Increase in Standard Deduction
An important part of calculating taxes is the amount that is deducted from the gross income of an individual. This amount is known as the standard deduction. This amount can be claimed any individual earning a salaried income. The inclusion of the standard deduction is immensely helpful for individuals as it can help them in reducing their total taxable income. Currently, the standard deduction is Rs 50,000. One of the personal tax expectations from budget 2023 is an increase in the standard deduction amount.
Changes in the Tax Slab
One of the major parts of the Union Budget is the tax slabs. Any individual carefully looks at the tax slab to see if they fit into the tax bracket. The basic tax exemption limit is Rs 2.5 lakh. This limit has not been changed for long. Taxpayers expect the basic exemption limit to be increased to at least Rs 5 lakh under both, the old and the new tax regime. With growing inflation, it would be beneficial for taxpayers as it would increase the net disposable income in their hands. Similarly, adjustments in the other slab rates are also expected accordingly under both regimes.
Increase in Section 80C
Section 80C of the Income Tax Act is a particularly important section for taxpayers. It allows individuals to claim up to Rs 1.5 lakh as tax deductible by investing money into various tax-saving investment options. An expectation from the Union Budget of 2023 is that the deductible amount under section 80C should be increased to Rs 2 lakh or 2.5 lakh.
Changes in Section 80D
Section 80D of the Income Tax Act allows an individual to claim a tax deduction of up to Rs 25,000 for the premiums paid to get medical insurance, paying for preventive health check-ups or other medical expenditures. The COVID pandemic has made more people aware of the importance of medical insurance. Increasing medical expenses and growing inflation has led many people to expect that the deductible amount under Section 80D should be increased.

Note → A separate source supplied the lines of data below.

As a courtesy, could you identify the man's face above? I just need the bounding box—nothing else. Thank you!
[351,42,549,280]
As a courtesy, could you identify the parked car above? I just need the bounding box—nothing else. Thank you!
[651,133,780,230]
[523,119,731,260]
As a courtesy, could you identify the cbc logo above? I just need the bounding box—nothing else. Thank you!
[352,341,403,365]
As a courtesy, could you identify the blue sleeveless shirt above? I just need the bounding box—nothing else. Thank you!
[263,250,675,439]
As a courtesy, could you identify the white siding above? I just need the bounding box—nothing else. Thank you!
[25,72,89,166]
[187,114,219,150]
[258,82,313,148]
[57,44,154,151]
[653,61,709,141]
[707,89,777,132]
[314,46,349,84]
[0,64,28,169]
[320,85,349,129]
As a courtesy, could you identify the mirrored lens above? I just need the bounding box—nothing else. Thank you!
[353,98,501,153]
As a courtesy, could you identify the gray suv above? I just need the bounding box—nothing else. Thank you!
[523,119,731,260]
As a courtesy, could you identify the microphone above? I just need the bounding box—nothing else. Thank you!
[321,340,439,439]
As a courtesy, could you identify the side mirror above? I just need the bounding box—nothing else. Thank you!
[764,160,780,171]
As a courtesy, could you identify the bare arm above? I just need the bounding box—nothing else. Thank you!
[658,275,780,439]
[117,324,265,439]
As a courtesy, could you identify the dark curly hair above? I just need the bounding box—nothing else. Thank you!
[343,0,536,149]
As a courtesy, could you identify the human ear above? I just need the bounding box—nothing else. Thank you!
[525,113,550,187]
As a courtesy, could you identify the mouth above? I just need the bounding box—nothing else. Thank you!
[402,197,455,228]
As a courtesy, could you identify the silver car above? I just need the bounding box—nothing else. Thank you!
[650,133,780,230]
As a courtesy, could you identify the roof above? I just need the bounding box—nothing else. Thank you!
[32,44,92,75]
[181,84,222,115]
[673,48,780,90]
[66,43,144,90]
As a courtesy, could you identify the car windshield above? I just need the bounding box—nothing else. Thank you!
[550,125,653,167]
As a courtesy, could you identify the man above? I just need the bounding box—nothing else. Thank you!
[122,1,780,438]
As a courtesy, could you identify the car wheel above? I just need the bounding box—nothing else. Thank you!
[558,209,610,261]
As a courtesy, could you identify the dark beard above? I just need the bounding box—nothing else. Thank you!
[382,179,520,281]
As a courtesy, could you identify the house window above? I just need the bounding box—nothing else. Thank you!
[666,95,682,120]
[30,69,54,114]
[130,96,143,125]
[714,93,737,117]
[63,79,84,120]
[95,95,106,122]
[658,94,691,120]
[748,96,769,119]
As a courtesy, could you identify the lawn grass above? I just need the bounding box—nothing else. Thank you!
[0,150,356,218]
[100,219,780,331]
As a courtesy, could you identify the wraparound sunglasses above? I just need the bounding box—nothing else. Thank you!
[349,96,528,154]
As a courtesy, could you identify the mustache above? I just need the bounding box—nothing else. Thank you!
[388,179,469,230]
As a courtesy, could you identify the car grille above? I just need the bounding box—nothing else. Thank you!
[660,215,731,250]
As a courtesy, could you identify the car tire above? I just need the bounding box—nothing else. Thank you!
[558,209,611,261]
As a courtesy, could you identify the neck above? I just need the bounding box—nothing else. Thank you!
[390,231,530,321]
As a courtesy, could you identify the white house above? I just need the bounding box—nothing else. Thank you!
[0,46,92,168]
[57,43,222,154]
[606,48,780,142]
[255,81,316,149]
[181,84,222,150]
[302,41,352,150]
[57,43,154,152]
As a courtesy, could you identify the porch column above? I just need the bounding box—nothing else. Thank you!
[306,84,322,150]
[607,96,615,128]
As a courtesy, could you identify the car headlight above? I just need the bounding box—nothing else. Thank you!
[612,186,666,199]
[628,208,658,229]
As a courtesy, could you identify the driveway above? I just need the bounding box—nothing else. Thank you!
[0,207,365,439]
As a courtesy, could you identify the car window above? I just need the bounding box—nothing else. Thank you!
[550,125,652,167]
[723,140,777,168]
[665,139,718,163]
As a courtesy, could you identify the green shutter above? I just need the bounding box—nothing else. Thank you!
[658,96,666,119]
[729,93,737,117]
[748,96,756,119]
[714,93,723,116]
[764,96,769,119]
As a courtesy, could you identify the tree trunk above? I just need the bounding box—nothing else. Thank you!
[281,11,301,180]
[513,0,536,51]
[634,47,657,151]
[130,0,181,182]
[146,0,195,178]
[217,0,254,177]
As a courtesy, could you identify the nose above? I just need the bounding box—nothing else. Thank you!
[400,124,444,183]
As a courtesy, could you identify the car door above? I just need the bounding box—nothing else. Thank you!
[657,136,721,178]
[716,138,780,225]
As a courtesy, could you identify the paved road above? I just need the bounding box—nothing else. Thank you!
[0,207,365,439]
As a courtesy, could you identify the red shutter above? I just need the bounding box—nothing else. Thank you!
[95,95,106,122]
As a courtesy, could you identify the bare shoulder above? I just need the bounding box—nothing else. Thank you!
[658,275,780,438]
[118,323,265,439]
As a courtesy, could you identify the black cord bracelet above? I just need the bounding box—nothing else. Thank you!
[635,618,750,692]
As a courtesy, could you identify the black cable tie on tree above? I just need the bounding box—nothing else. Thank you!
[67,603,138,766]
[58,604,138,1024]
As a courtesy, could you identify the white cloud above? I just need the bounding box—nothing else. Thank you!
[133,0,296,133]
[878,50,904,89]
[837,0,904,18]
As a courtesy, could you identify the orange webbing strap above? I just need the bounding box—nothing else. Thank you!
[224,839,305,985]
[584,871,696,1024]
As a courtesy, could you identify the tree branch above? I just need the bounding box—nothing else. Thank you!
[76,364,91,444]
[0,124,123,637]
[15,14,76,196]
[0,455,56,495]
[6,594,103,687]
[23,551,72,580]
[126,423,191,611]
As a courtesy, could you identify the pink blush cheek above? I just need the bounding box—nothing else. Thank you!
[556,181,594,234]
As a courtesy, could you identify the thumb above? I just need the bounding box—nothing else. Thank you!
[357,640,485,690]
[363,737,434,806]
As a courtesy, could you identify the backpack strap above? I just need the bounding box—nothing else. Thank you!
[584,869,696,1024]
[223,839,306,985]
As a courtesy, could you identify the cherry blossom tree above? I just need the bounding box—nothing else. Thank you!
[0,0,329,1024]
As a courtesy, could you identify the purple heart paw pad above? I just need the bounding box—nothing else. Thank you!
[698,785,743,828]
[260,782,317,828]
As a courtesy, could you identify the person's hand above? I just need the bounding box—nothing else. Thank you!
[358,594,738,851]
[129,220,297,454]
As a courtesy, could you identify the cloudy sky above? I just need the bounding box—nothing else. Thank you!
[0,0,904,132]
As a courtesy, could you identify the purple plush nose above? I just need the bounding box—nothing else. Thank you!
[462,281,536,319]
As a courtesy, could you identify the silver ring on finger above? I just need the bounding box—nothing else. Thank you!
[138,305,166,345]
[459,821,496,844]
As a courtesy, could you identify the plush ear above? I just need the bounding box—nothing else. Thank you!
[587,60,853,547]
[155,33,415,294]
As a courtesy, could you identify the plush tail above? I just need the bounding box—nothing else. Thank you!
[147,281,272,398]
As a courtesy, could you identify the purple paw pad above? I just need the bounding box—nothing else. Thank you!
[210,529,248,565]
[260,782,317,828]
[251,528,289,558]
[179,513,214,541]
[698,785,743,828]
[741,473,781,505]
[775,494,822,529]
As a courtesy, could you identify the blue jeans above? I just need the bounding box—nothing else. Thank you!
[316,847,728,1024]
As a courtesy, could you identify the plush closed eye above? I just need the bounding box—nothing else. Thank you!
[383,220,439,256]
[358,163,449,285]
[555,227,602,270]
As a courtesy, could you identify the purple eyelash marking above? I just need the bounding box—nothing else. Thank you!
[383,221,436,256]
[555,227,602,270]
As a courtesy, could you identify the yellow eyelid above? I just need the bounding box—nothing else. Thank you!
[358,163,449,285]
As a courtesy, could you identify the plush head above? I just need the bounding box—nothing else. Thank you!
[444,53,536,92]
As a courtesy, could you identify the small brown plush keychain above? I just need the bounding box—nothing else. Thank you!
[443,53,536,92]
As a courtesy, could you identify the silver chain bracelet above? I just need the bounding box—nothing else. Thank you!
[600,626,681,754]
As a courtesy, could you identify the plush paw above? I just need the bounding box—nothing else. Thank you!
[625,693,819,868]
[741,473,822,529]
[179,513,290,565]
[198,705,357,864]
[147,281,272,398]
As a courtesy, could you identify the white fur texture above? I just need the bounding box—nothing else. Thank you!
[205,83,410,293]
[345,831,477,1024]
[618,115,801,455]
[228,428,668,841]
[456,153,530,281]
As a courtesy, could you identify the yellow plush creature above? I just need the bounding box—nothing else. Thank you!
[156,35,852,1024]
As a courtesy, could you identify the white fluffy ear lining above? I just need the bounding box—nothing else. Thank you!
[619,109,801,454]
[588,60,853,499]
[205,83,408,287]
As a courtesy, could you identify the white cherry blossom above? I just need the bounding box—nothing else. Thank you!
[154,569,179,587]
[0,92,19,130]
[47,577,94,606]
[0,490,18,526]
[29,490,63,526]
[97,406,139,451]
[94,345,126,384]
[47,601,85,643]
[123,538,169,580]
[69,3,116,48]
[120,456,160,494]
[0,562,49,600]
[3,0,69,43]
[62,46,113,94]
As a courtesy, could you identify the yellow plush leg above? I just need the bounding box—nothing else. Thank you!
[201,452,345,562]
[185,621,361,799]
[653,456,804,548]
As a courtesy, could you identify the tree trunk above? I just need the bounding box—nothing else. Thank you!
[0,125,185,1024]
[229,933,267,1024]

Tax exemption for homebuyers
Under section 24b of the Income Tax Act, homebuyers can claim a tax deduction of up to Rs 2 lakh on the annual interest paid on their housing loans. Homebuyers, especially the salaried class, are now expecting the government to provide additional incentives in Union Budget 2023 by increasing this deduction limit to up to Rs 5 lakh. Homebuyers can also claim a deduction of up to Rs 1.5 lakhs for the principal amount paid on a housing loan under Section 80C.
Hopes of all the classes of society run high ahead of the Union Budget. Individuals and taxpayers have certain expectations from the budget and so do large corporations. Any changes in the tax policy in favour of salaried individuals can help individuals have more disposable money in hand with growing inflation and costs.